Le diverse modalità di come il bambino reagisce alle triangolazioni saranno probabilmente predittivo del suo modo di vivere le relazioni in futuro.
Potrà diventare sospettoso, diffidare dei motivi che portano le persone a comportarsi in un cento modo, oppure potrà provare spesso rabbia e aggressività, si attiverà il suo sistema agonistico o di difesa, innescherà continui scontri sia con i pari che con le figure autorevoli. Infine potrebbe anche sviluppare un comportamento passivo, determinato dall'esperienza di fallimento che ha vissuto quando ha cercato di risolvere i conflitti, che le sue risorse di bambino non sono state in grado di gestire.
Che succederà tra le mura di casa?
Alla luce delle problematiche relazionali precedentemente sottolineate, il figlio in questione può sperimentare vissuti di rabbia e incomprensione.
Il clima di tensione in casa, vedere i genitori in difficoltà, sentire discorsi e questioni che esulano dal suo controllo, all'inizio lo porterà magari al peggioramento dei voti scolastici. Avrà difficoltà di concentrazione, nonché a gestire i suoi stati emotivi. Magari nello sport avrà difficoltà a vivere la frustrazione, tutta questa rabbia lo porterà ad avere difficoltà ad interagire con i coetanei. Gradualmente questo potrebbe portarlo a lasciare lo sport, ad avere difficoltà ad andare a scuola, la diffidenza nei rapporti interpersonali lo porterà all'isolamento sociale.

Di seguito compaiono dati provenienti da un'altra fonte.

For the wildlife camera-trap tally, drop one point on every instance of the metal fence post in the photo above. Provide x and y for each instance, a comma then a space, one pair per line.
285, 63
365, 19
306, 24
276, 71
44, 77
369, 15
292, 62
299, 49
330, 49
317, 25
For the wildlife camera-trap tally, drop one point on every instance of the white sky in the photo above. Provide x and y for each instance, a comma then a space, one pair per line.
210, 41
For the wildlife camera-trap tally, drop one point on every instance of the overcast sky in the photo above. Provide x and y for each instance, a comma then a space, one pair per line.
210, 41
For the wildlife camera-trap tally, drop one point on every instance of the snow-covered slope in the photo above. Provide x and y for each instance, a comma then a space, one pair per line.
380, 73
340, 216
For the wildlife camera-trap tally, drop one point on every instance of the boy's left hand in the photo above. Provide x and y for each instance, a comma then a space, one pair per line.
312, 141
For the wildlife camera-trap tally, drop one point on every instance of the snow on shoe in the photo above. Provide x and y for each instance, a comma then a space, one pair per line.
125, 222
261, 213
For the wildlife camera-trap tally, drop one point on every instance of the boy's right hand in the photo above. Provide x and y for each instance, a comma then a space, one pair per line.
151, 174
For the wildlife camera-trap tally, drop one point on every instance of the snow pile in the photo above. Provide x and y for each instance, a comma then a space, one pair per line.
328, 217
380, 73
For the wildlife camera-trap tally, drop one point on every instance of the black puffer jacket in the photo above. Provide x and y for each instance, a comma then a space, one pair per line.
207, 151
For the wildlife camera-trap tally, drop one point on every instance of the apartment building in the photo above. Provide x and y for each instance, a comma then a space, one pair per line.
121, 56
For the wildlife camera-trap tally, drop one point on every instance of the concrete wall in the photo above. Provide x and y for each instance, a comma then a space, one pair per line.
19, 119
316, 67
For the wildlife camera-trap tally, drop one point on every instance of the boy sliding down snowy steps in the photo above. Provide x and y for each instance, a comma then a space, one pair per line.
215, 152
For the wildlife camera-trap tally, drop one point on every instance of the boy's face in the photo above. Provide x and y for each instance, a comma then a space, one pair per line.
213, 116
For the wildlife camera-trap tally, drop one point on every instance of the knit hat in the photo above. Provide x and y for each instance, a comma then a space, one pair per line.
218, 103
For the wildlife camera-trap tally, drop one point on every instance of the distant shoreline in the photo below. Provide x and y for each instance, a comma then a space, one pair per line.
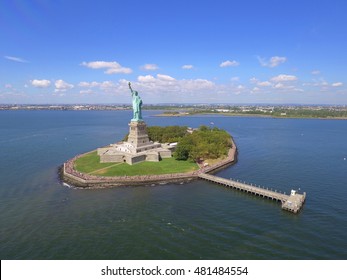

Dove interviene la terapia domiciliare?
L'accesso del minore allo studio di uno specialista in questi casi può risultare faticoso, se non proprio impossibile. La sua volontà è quella di non interagire più col mondo esterno poiché, alla luce del fatto che non si sente al sicuro neanche tra le mura di casa, il mondo fuori viene percepito come maggiormente pericoloso.
In questa fase l'intervento di uno psicologo domiciliare può aiutare sia il figlio che l'intera famiglia nella gestione della difficoltà. La prima fase potrebbe essere quella di interfacciarsi con i genitori, per indagare al meglio le dinamiche relazionali che il minore deve affrontare quotidianamente.
Lo psicoterapeuta si immergerà nel contesto familiare e domiciliare col proposito di portare il giovane paziente a studio. In questo caso in prima battuta elemento sostanziale è porsi come elemento esterno, che non ha creato alleanza con nessuno, l'unico con cui vuole allearsi è proprio lui, per aiutarlo ad uscire dalla difficoltà di cui si sente prigioniero.